Hi, for unattended reason, my system was slow. I checked and found baloo_file_extractor was consuming 1.2Go memory !!!! => baloo indexing is now disabled on my system....(furthermore, I do not need it .... ) It should be possible to act on memory / indexing settings. Regards Steph Reproducible: Always
Same for (just it could eats more than 3GB memory), I believe that bug: https://bugs.kde.org/show_bug.cgi?id=332421 — should be reopened.
I'm afraid a generic "consumes too much memory" doesn't give us much information on how to fix this. This bug is very specific to a kind of file which was being indexed. It could even be a bug in the underlying library used to fetch the metadata from the file. Please reopen the bug if you're willing to provide more information. Relevant info which could be useful - 1. Try reproducing the issue with a fresh index (balooctl disable && balooctl enable) and a good way to start. 2. Try excluding some folders which are being indexed, and possibly try and track the file down.
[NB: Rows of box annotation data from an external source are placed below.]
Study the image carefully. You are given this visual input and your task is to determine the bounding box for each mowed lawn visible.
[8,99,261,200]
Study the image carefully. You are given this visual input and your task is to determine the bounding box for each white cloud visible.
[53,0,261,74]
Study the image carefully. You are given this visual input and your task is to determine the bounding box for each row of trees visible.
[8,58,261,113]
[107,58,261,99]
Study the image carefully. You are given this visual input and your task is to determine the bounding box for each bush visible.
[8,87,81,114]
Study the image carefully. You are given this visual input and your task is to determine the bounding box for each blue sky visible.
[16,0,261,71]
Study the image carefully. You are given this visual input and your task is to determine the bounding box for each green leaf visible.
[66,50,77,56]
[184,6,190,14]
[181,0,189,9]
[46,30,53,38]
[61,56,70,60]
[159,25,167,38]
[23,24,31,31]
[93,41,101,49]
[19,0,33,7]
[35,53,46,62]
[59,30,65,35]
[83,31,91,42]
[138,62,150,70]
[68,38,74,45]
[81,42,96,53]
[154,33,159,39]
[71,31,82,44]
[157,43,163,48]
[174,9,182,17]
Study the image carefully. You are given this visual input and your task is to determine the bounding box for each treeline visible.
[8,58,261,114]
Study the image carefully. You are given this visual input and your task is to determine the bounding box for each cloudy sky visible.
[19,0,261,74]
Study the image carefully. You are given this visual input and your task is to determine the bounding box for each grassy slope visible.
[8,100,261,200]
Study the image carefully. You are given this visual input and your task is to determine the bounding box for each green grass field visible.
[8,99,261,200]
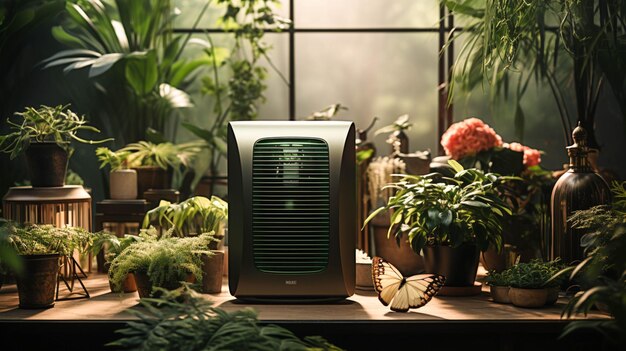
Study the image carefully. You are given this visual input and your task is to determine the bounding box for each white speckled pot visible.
[109,169,137,200]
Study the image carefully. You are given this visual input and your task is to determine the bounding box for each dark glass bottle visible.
[550,123,611,264]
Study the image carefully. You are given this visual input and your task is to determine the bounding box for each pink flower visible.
[502,143,541,168]
[441,118,502,160]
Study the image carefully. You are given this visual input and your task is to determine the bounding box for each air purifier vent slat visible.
[252,138,330,274]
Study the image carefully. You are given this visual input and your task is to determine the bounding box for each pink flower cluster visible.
[502,143,541,168]
[441,118,502,160]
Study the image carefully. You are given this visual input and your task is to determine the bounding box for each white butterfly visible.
[372,257,446,312]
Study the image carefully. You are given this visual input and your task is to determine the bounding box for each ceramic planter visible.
[109,169,137,200]
[509,287,548,308]
[371,216,424,277]
[356,263,374,290]
[25,142,68,187]
[16,254,60,309]
[423,243,479,287]
[546,286,561,306]
[133,166,172,198]
[201,251,224,294]
[489,285,511,303]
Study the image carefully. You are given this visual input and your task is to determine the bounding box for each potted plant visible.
[1,224,92,308]
[431,118,554,271]
[143,196,228,293]
[0,105,112,187]
[107,284,340,351]
[365,160,511,286]
[109,229,215,297]
[366,157,424,277]
[96,147,137,200]
[92,233,142,293]
[486,270,511,303]
[116,141,205,197]
[505,260,560,308]
[553,182,626,349]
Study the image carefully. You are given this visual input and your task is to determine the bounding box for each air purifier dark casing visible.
[228,121,357,301]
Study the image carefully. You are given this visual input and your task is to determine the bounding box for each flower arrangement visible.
[441,117,541,175]
[441,118,502,161]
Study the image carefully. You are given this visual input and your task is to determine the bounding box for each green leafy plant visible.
[117,141,204,170]
[109,284,340,351]
[143,196,228,241]
[5,223,94,256]
[503,259,563,289]
[44,0,211,142]
[0,105,113,159]
[96,147,130,171]
[444,0,626,148]
[109,228,215,287]
[365,160,511,253]
[553,182,626,347]
[182,0,290,192]
[485,269,511,286]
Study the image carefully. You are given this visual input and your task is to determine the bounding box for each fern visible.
[108,284,340,351]
[109,228,215,287]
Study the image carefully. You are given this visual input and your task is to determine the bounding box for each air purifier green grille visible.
[252,138,330,274]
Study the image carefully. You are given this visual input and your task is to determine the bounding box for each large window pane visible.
[294,0,439,28]
[295,33,437,155]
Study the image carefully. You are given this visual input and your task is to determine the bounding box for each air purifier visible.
[228,121,357,302]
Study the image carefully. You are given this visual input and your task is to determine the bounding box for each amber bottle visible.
[550,124,611,264]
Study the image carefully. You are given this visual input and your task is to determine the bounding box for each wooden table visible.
[0,274,608,350]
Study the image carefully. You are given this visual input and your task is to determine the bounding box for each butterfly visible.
[372,257,446,312]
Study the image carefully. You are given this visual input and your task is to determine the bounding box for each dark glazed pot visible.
[16,254,59,309]
[424,244,480,286]
[133,166,172,199]
[25,142,68,187]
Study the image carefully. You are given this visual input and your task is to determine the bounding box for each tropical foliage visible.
[502,259,563,289]
[554,182,626,348]
[365,160,511,253]
[444,0,626,147]
[143,196,228,237]
[109,228,215,287]
[109,285,340,351]
[182,0,290,187]
[44,0,204,142]
[0,105,112,159]
[5,223,94,256]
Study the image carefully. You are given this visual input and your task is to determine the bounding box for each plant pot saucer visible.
[437,282,483,296]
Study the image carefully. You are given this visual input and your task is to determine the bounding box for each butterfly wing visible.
[372,257,404,306]
[400,274,445,309]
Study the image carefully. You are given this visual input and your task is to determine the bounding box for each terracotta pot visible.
[109,169,137,200]
[371,216,424,277]
[25,142,68,187]
[16,254,60,309]
[509,287,548,308]
[546,286,561,306]
[356,263,374,290]
[201,251,224,294]
[423,243,479,286]
[489,285,511,303]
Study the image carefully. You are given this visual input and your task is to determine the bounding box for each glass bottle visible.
[550,123,611,264]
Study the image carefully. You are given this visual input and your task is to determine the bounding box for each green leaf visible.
[448,159,464,173]
[126,51,158,96]
[89,53,124,78]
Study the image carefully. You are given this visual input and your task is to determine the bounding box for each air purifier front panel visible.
[228,121,356,300]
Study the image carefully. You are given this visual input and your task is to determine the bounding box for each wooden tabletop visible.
[0,273,608,322]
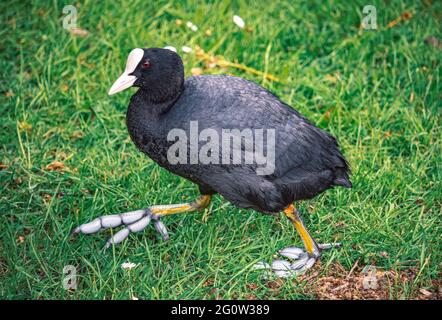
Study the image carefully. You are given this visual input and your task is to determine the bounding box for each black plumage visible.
[127,48,351,213]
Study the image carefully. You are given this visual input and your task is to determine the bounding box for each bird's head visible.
[109,48,184,101]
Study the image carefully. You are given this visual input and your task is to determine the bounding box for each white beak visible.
[108,71,137,95]
[108,48,144,95]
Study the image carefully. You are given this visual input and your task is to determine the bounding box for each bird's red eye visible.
[141,59,150,69]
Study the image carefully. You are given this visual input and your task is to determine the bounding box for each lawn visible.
[0,0,442,299]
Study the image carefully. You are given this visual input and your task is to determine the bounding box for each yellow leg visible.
[284,204,321,258]
[149,195,211,216]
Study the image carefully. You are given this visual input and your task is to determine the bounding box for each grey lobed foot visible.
[252,243,341,278]
[72,208,169,249]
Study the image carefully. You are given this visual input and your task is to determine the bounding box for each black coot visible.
[76,48,351,271]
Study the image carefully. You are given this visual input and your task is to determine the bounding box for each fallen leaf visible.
[419,288,433,297]
[69,28,89,37]
[121,262,138,270]
[424,36,442,48]
[46,161,65,171]
[190,68,203,76]
[18,121,32,132]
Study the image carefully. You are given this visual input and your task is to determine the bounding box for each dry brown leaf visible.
[18,121,32,132]
[69,28,89,37]
[190,68,203,76]
[46,161,65,171]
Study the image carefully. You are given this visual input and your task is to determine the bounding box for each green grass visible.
[0,0,442,299]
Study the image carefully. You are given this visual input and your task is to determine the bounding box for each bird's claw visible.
[72,208,169,250]
[253,243,341,278]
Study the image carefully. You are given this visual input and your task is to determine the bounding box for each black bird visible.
[74,48,351,276]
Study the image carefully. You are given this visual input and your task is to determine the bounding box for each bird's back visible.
[136,75,351,212]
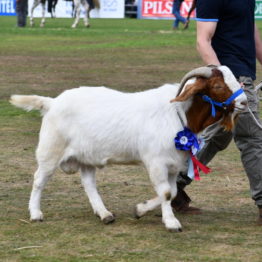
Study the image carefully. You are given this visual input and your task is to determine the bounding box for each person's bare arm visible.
[197,21,220,65]
[255,25,262,65]
[186,0,196,20]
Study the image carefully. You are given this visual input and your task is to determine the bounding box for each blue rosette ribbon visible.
[174,127,211,180]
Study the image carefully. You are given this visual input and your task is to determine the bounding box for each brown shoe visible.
[177,205,203,215]
[257,207,262,226]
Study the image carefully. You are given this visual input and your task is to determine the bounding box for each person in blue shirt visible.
[172,0,262,225]
[172,0,188,30]
[16,0,28,27]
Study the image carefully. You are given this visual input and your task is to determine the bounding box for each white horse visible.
[30,0,58,27]
[72,0,100,28]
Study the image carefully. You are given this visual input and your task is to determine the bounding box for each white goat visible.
[10,66,247,231]
[30,0,58,27]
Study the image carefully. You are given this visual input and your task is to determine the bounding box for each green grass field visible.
[0,17,262,262]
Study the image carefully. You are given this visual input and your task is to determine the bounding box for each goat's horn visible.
[177,65,218,96]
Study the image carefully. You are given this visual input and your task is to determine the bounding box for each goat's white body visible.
[11,67,246,230]
[12,84,191,230]
[48,85,186,169]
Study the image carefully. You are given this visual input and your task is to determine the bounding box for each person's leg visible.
[172,1,187,29]
[234,78,262,225]
[172,124,232,214]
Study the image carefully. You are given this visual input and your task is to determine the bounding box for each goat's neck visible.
[186,96,222,134]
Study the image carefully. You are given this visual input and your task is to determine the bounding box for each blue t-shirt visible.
[196,0,256,79]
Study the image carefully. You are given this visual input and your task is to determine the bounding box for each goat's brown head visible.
[171,66,247,133]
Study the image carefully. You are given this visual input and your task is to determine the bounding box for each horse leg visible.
[82,1,91,27]
[30,0,40,26]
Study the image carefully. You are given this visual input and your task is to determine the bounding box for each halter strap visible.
[199,88,244,117]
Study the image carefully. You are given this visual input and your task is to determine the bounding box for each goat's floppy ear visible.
[170,79,206,103]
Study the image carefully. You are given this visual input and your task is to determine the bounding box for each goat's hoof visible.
[167,228,183,233]
[102,215,115,225]
[30,211,44,222]
[133,206,143,219]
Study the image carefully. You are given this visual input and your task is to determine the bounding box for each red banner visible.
[138,0,195,19]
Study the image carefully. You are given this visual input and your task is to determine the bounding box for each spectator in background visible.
[16,0,28,27]
[186,0,196,26]
[172,0,188,30]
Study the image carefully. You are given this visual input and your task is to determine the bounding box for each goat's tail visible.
[9,95,53,115]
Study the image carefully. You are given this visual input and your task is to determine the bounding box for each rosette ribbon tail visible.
[190,152,211,180]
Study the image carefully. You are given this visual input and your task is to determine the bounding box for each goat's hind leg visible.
[140,163,182,231]
[81,165,115,224]
[29,164,55,221]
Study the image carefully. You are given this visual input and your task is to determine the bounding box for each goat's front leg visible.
[135,174,177,218]
[29,164,55,221]
[40,3,45,27]
[81,166,115,224]
[72,0,81,28]
[149,165,182,231]
[30,0,40,26]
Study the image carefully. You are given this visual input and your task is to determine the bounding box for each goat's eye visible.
[214,84,223,90]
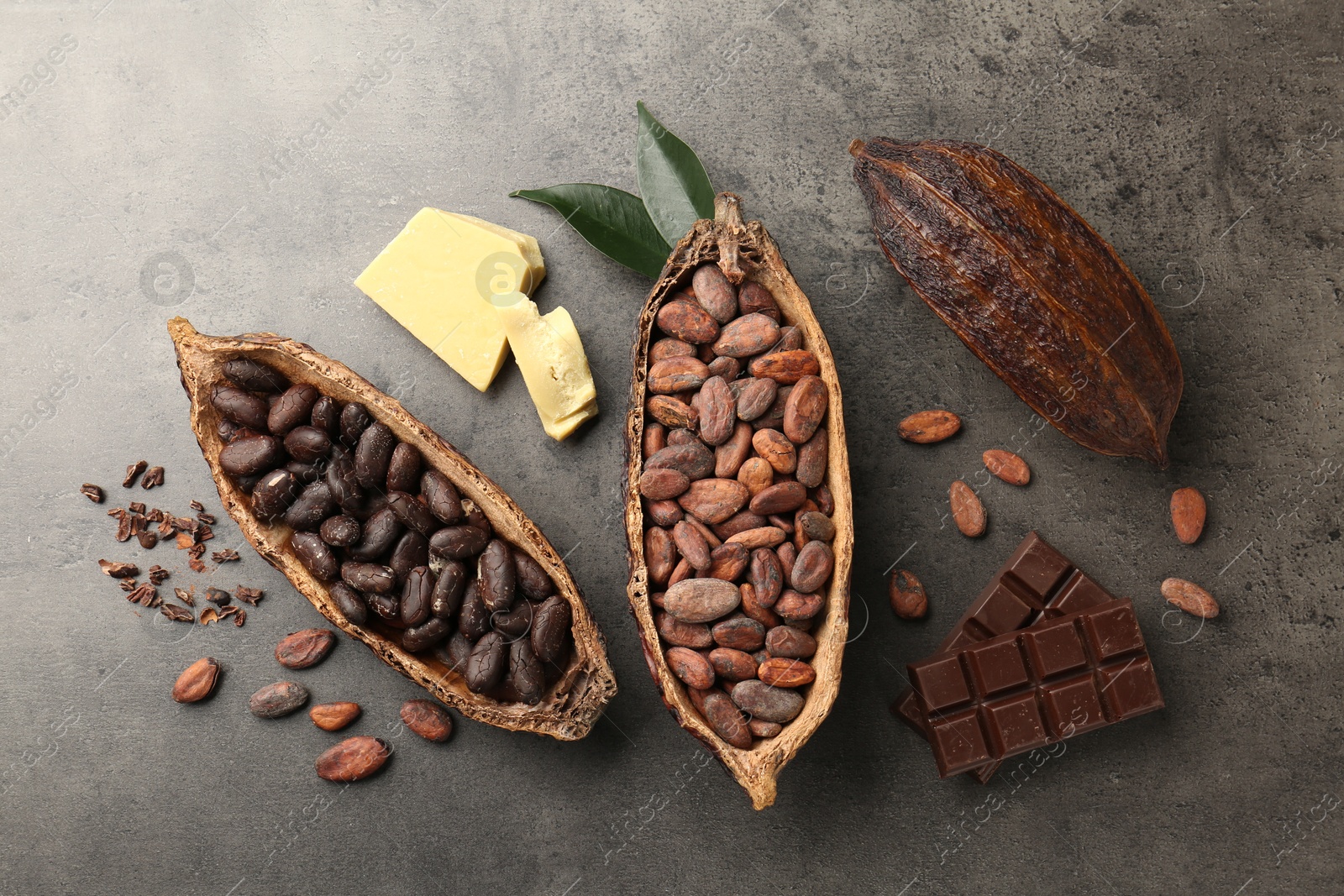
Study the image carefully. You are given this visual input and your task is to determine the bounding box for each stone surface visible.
[0,0,1344,896]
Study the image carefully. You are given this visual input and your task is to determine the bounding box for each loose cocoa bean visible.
[887,569,929,619]
[401,699,453,744]
[948,479,986,538]
[276,629,336,669]
[172,657,219,703]
[314,736,392,782]
[247,681,307,719]
[896,410,961,445]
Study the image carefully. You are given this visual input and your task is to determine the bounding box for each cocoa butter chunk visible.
[732,679,805,724]
[663,579,742,622]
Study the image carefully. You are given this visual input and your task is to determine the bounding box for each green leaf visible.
[634,102,714,246]
[509,184,672,280]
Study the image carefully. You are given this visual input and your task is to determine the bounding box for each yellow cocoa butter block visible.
[495,291,596,442]
[354,208,546,392]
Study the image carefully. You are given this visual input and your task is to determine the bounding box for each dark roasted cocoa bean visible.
[266,383,321,437]
[222,358,289,392]
[401,699,453,744]
[508,638,546,704]
[345,506,402,563]
[354,422,396,491]
[340,401,374,448]
[402,567,433,632]
[340,563,396,594]
[531,594,573,663]
[276,629,336,669]
[421,470,466,525]
[512,547,555,600]
[466,631,508,693]
[314,510,361,548]
[285,426,332,464]
[475,538,517,612]
[219,435,285,475]
[210,385,270,432]
[428,525,491,560]
[457,579,491,643]
[329,582,368,626]
[289,532,340,582]
[387,532,428,582]
[251,470,298,522]
[247,681,307,719]
[285,482,336,532]
[428,560,466,619]
[387,491,438,536]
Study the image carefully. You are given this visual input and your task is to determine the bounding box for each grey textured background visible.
[0,0,1344,896]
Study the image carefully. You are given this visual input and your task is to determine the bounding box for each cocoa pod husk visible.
[168,317,616,740]
[849,137,1183,468]
[625,193,853,809]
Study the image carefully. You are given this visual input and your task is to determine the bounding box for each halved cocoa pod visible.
[625,193,853,809]
[168,317,616,740]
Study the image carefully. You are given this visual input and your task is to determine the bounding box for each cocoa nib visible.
[121,461,150,489]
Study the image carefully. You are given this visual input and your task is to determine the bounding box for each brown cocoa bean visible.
[172,658,220,703]
[401,699,453,744]
[750,481,808,516]
[654,300,719,345]
[738,457,774,495]
[1163,579,1219,619]
[690,265,738,324]
[764,626,817,659]
[887,569,929,619]
[665,647,714,689]
[307,701,363,731]
[654,612,714,650]
[672,520,710,569]
[1172,486,1207,544]
[701,690,751,750]
[648,395,701,430]
[748,348,822,385]
[247,681,307,719]
[648,358,711,395]
[314,736,392,782]
[896,410,961,445]
[979,448,1031,485]
[732,679,804,726]
[784,376,831,445]
[771,588,825,622]
[714,314,780,359]
[649,336,699,364]
[276,629,336,669]
[737,376,782,421]
[699,376,738,445]
[948,479,986,538]
[663,579,742,622]
[677,479,750,525]
[789,542,835,592]
[757,657,817,688]
[710,616,764,652]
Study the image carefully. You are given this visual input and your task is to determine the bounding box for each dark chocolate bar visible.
[891,532,1116,783]
[906,599,1165,778]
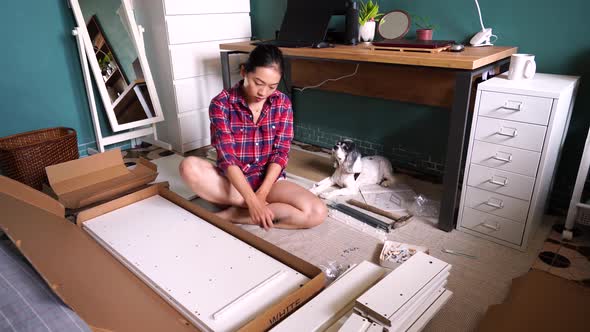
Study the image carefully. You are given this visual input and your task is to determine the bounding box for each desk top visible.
[219,41,517,69]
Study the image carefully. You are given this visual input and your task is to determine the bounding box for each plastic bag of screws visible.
[320,261,348,286]
[379,241,428,269]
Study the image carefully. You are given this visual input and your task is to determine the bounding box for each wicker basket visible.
[576,206,590,226]
[0,127,78,190]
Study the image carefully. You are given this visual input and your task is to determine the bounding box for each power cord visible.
[293,63,359,92]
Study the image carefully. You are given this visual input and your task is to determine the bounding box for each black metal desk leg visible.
[220,51,231,89]
[438,71,473,232]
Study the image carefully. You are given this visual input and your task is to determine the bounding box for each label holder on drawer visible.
[488,175,508,187]
[503,100,524,112]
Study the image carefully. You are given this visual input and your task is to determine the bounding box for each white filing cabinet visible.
[133,0,252,153]
[457,74,578,250]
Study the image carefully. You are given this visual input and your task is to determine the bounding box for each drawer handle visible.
[492,152,512,163]
[481,222,500,231]
[503,100,524,111]
[488,175,508,186]
[497,127,518,137]
[484,198,504,209]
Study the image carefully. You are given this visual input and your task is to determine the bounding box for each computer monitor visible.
[278,0,332,43]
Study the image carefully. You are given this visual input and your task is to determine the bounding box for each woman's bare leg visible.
[227,181,328,229]
[179,157,245,206]
[179,157,328,228]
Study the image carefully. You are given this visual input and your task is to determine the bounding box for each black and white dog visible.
[310,140,393,198]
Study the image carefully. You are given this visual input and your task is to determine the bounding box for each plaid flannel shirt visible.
[209,81,293,190]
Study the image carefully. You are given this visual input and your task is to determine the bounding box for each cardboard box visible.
[379,240,428,269]
[45,149,158,209]
[0,176,325,331]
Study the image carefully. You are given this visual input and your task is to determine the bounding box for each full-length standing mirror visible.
[70,0,164,132]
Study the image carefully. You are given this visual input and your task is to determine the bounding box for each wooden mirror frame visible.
[69,0,164,132]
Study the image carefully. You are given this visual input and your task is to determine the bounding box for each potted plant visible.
[359,0,383,42]
[413,15,437,40]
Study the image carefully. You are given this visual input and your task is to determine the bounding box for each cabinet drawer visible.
[166,13,252,45]
[169,39,249,80]
[465,187,529,223]
[478,91,553,125]
[467,164,535,201]
[174,73,240,113]
[471,140,541,177]
[164,0,250,15]
[461,207,525,245]
[178,108,211,144]
[475,116,547,152]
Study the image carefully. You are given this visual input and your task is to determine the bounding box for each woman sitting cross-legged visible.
[180,45,328,230]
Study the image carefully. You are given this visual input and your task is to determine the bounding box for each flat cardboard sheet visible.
[152,154,197,201]
[0,176,324,331]
[83,195,309,332]
[45,149,158,209]
[477,269,590,332]
[0,191,197,331]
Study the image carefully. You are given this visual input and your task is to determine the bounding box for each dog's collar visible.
[229,79,281,107]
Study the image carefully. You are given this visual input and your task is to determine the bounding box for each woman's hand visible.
[246,193,274,230]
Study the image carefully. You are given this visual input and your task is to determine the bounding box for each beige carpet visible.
[245,149,552,331]
[186,147,553,332]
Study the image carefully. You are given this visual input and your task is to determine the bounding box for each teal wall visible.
[250,0,590,208]
[0,0,95,153]
[78,0,137,82]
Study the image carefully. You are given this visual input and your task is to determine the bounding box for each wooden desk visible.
[219,42,517,231]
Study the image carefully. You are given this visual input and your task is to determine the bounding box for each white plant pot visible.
[359,21,375,42]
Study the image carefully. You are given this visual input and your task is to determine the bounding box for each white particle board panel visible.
[338,312,371,332]
[84,196,309,331]
[178,108,211,144]
[164,0,250,15]
[166,13,252,45]
[389,280,447,332]
[407,289,453,332]
[271,261,385,332]
[169,38,250,80]
[478,91,553,125]
[151,154,197,201]
[174,73,241,113]
[355,252,451,326]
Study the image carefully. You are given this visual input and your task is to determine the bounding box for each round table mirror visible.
[377,10,411,39]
Maybe you are not using your computer to store files .... take a whole directory (almost 1g and so) of files with pictures (raw photos, jpg high and low densite) ,svg files, libreoffice files, development c/c++ files , eg android source code and so on ... a thunderbird imap account with more than 1000 messages . There are lot of files generated , that we can not master in our computer. I mean a classic developer computer..... you may have not tried using 1gb and more files. This should easily trigger some problems
(In reply to Vishesh Handa from comment #2) > 2. Try excluding some folders which are being indexed, and possibly try and > track the file down. This doesn't help. Even diabling all home doesn't imply on baloo_file_extractor memory eating. > 1. Try reproducing the issue with a fresh index (balooctl disable && > balooctl enable) and a good way to start. This looks help, at least now baloo_file_extractor consume reasonable ammount of RAM. So ATM it looks like some old index files bug. I'll send more information if it'll begin to eat memory again.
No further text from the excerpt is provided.